Didier Drogba, 39 ans, en semi-retraite à Phoenix (D2 nord-américaine), souhaite investir dans l’humanitaire dans son pays, en misant sur le secteur de l’éducation.

– Une alternative au travail des enfants –

« Le meilleur moyen d’avoir un impact sur l’avenir d’un peuple c’est de l’éduquer. Grâce à l’éducation, on évite pas mal de problèmes socio-ethniques. On apprend la tolérance et cela évite des guerres », a-t-il souligné, alors que la Côte d’Ivoire a subi près de quinze ans de crise politico-militaire. « L’éducation permet une stabilité politique, économique ».

La fondation du footballeur s’est associée au géant suisse de l’agroalimentaire Nestlé et à l’Initiative internationale pour le cacao (ICI, une organisation créée par l’industrie du chocolat), pour construire l’école de Pokou-Kouamékro.

« Didier Drogba est un modèle de courage, d’abnégation, de don de soi et d’excellence. Nous voulons faire de cette école un pôle d’excellence dans cette région productrice de cacao », a souligné Euphrasie Aka, coordinatrice de l’ICI.

La Côte d’Ivoire est le premier producteur mondial de cacao. Vital pour le pays, ce secteur représente 15% du PIB, plus de 50% des recettes d’exportation et surtout les deux tiers des emplois et des revenus de la population, selon la Banque mondiale.

Mais ces chiffres sont assombris par une réalité peu glorieuse : entre 300.000 et un million d’enfants travaillent dans la filière du cacao ivoirien, selon un rapport de l’ICI.

« L’alternative la plus crédible et efficace contre le travail des enfants dans les régions cacaoyères, c’est bien l’école », insiste Euphrasie Aka.

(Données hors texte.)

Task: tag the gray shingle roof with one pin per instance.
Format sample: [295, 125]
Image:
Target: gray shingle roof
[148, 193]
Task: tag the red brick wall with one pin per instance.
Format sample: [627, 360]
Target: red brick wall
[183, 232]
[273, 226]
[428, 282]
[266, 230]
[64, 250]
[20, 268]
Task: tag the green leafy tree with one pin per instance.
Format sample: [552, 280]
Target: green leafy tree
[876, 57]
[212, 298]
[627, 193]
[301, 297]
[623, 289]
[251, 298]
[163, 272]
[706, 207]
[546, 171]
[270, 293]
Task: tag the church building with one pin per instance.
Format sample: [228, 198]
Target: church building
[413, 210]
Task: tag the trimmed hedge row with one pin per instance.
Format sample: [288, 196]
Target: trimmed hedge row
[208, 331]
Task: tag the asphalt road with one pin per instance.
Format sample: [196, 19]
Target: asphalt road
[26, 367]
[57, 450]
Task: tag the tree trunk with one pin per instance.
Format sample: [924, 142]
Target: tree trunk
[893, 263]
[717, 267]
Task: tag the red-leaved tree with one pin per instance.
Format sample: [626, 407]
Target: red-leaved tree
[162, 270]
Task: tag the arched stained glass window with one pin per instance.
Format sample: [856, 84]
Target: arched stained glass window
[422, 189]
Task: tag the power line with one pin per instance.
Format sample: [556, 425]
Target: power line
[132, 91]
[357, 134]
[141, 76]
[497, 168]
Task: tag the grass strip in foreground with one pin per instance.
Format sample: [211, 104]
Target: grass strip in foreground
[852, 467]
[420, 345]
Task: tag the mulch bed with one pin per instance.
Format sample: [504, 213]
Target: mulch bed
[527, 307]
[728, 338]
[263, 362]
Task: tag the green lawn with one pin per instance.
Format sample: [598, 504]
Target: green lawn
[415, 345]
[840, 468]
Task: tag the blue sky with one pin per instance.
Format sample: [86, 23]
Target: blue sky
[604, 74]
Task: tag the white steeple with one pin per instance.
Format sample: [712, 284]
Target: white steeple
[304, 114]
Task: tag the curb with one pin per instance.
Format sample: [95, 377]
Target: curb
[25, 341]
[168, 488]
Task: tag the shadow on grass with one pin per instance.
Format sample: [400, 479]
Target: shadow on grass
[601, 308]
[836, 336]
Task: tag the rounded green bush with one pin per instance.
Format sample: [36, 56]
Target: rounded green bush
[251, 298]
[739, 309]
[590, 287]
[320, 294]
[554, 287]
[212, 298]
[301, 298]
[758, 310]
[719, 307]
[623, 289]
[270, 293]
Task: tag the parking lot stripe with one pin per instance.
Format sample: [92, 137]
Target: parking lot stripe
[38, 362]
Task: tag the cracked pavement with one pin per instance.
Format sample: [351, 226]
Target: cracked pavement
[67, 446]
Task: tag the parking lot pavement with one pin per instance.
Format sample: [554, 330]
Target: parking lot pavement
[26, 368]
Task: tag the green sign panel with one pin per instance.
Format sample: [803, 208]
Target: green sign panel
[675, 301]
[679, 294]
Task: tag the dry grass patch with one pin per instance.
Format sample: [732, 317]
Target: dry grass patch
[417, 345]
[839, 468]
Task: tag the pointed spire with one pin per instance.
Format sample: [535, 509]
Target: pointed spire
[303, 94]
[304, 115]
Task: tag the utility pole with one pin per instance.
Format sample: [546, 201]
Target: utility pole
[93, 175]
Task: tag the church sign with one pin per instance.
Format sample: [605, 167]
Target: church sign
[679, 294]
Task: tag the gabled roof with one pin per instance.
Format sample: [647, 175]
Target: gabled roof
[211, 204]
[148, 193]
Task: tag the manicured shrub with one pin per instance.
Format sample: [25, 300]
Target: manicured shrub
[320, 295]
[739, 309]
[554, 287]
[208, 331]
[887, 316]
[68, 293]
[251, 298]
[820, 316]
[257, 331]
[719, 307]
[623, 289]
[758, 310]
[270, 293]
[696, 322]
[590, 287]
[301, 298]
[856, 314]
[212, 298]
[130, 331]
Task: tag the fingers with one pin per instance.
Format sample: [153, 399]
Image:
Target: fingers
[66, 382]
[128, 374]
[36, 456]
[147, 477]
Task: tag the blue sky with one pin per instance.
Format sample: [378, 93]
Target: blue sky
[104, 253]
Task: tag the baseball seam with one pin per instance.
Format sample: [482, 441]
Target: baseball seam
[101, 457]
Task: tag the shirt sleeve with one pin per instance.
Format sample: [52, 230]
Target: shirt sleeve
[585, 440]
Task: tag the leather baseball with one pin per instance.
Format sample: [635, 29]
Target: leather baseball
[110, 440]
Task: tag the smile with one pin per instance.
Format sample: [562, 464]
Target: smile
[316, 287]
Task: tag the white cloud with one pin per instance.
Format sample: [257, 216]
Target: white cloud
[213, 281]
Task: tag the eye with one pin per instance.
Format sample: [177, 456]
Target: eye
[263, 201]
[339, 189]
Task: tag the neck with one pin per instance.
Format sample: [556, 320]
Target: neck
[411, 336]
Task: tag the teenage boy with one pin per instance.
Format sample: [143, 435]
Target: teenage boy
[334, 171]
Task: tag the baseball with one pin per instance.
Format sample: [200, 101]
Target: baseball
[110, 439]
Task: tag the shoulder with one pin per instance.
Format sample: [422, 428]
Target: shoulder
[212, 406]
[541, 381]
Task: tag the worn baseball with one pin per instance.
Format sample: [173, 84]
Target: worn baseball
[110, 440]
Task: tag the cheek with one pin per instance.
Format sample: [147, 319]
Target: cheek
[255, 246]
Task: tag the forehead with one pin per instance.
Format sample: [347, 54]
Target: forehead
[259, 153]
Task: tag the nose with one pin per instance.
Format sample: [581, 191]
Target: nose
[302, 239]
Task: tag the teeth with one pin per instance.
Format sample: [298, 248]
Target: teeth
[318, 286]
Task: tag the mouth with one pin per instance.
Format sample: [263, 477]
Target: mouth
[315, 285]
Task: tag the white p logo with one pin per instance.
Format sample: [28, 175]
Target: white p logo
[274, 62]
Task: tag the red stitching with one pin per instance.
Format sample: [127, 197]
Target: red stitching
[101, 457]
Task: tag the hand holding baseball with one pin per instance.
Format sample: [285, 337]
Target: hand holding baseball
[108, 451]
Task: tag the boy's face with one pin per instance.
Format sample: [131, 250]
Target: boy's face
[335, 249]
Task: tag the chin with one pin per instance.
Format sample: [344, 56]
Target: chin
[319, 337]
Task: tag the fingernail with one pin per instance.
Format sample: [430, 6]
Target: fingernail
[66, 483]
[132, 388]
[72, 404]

Pendant que Didier Drogba se livre, à la plus grande joie de ses fans, à un match exhibition puis à une séance de jongles sur le nouveau terrain, en bordure d’un champ de manioc, le chef du village de Pokou Kouamékro, Yao Kouakou, sanglé dans un pagne aux couleurs bigarrées, confie avec émotion :

« Nous pouvons maintenant rêver de voir sortir de ce village, un ministre ».